Os setores com mais reclamações, e corrija-me se estiver errado, são a banca e seguros, a energia, a água e telecomunicações. Acha que estes setores estão verdadeiramente empenhados em resolver os problemas dos consumidores?
Acho que depende de setor para setor e dentro do setor depende de empresa para empresa. Estamos a falar de setores, quase todos eles, que têm um número de consumidores muito elevado. De certa forma, é natural que sejam os mais reclamados. Aqui o mais importante é vermos qual é a capacidade de cada uma das empresas, e aí não é tanto por setor, de cada uma das empresas, para, em face das reclamações que têm, não só resolvê-las, como criar procedimentos para que elas não voltem a acontecer, ou não voltem a acontecer com a mesma tipologia. E isso verifica-se de uma forma geral. Embora haja empresas que são mais proativas nisso do que outras, mas de uma forma geral, temos muito boa receção às reclamações que vêm através da DECO. O que não significa por si que seja muito positivo, porque à DECO chegam aqueles que reclamam para a DECO, mas pode haver uma série deles que não reclamaram para a DECO e que não temos a certeza como é que a reclamação é tratada. Habitualmente, aquilo que procuramos, porque a DECO ao longo destes anos desenvolveu também contactos privilegiados com as empresas, porque é muito mais fácil ter um interlocutor, porque muitos destas reclamações são tipo de reclamações, não é? Ou seja, quando aparece uma, aparecem logo não sei quantas. Portanto, é muito mais fácil com um interlocutor, quando se resolve uma, aplicar aquilo a todas as que tenham a mesma tipologia do que estar a resolver uma por uma. Portanto, a noção que temos é que, de uma forma geral, quando há um grupo de reclamações e há um diálogo com a DECO, que as empresas tentam resolver esse conjunto de reclamações.
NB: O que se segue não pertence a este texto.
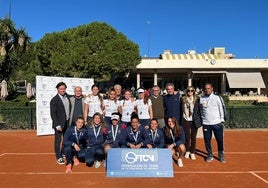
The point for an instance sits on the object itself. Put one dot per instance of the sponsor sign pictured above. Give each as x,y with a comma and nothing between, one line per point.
139,163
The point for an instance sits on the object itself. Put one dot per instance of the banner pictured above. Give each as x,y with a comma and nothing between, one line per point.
123,162
46,90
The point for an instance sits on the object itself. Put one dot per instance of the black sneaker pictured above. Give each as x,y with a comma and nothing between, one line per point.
60,161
E eles têm iniciativa para se juntar à DECO para tentar responder melhor às questões dos consumidores?
Sim. Quando são questões novas, por exemplo, questões que as empresas não anteciparam de todo, têm e muitas vezes até procuram a DECO para isso. Quando são questões mais corriqueiras, nas telecomunicações a questão das fidelizações, ou a questão da qualidade da internet, aí já é um bocadinho mais complicado, não há tanta proatividade, e muitas vezes não há também tanta abertura para a resolução do problema. Mas para aquelas que são surpreendentes, que normalmente abrangem um número muito grande, regra geral, à abertura.
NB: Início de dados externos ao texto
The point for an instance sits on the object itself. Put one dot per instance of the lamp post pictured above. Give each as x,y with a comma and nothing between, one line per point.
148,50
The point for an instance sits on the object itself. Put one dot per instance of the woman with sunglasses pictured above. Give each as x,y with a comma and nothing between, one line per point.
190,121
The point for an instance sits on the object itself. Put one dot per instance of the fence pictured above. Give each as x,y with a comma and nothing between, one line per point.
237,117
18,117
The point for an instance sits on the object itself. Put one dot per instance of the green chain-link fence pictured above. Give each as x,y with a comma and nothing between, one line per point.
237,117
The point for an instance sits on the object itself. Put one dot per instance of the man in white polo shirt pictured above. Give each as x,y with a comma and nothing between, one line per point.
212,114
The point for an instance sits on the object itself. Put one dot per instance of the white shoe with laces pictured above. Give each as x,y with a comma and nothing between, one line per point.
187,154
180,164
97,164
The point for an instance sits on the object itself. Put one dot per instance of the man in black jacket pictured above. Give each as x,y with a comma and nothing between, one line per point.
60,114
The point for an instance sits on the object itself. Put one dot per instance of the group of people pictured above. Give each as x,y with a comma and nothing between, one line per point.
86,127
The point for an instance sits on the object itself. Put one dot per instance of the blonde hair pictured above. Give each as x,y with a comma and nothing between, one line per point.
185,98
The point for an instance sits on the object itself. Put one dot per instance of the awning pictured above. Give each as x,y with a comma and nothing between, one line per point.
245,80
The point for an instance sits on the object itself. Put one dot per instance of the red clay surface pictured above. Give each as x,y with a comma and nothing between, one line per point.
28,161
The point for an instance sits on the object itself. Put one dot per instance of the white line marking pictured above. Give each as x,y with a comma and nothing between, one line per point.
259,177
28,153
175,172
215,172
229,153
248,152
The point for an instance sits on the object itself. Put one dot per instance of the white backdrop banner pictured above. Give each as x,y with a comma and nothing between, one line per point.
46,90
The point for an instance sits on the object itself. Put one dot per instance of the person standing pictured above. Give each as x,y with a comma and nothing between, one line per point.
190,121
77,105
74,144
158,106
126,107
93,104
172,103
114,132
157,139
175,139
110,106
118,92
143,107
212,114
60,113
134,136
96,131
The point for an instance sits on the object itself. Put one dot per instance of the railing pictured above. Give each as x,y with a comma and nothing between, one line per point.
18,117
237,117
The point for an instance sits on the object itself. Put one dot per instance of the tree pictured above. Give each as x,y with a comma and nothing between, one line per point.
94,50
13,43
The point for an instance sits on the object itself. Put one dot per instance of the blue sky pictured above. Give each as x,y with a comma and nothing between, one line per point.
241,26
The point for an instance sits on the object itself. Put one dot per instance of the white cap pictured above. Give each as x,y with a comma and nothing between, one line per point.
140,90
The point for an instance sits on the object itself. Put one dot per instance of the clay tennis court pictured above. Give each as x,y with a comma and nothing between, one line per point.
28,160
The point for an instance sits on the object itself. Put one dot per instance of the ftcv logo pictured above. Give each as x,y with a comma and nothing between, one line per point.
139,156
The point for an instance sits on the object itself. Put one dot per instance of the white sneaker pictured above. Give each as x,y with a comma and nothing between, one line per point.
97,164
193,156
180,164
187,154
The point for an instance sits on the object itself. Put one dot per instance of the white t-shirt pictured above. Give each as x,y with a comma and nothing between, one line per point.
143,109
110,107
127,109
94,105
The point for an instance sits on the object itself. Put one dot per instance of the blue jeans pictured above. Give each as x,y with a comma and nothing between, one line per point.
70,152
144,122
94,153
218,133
As contas públicas mexeram muito nas últimas duas décadas. Depois de se atingir défices orçamentais de dois dígitos, uma dívida pública de 130% do PIB, o país começou a endireitar a trajetória. A esperança de vida subiu, os portugueses estão mais qualificados. O que é que justifica o ano, penso que 2015, ser o ano histórico de reclamações com quase 700 mil queixas?
Acho que tem a ver com um problema específico do ano de 2015. Não sei identificar agora o problema, mas recordo-me que houve um ano que se destacou de todos os outros e que tinha a ver com um problema específico. Não me lembro se terá sido a questão da Afinsa Fórum que trouxe uma imensidão de consumidores ou se foi algum outro problema, mas foi pontual. Não é propriamente dizer-se que naquele ano todos os consumidores resolveram ir reclamar ou houve generalizadamente mais problemas em todo o lado. Não, foi um setor específico e um problema específico que causou esse pico.
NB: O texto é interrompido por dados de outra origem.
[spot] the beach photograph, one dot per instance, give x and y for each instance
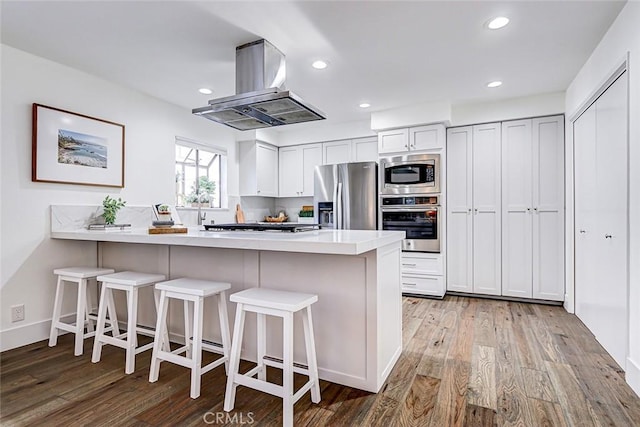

E hoje o que é que é expectável os consumidores esperarem por parte do novo governo, tendo em conta já medidas anunciadas a nível fiscal, a nível da habitação, do alojamento local?
Para nós ainda é um bocadinho cedo para podermos tomar uma posição, porque não tivemos ainda a oportunidade de reunir com o senhor secretário de Estado. Ele vai estar presente na conferência que vamos organizar na segunda-feira, vai fazer o encerramento da conferência e, portanto, teremos aí também a oportunidade de dialogar, mas, entretanto, esperamos falar com ele. Creio que os consumidores podem esperar aquilo que esperam de qualquer governo, que é Portugal tem uma legislação bastante desenvolvida de defesa do consumidor. Espera-se que continue esse caminho. Espera-se que, onde existam problemas que afetam os consumidores, o governo tenha uma capacidade de resposta a esses problemas. Creio que há alguns sinais que são positivos, como seja a questão agora, embora não conheçamos aprofundadamente as medidas, mas a questão da baixa do IVA no setor da construção, ou a questão da prorrogação do apoio à renda mesmo para os contratos celebrados após 15 de março de 2023. São sinais positivos, mas obviamente também conhecemos as circunstâncias em que o governo está a trabalhar. Mas creio que é isto que podem esperar.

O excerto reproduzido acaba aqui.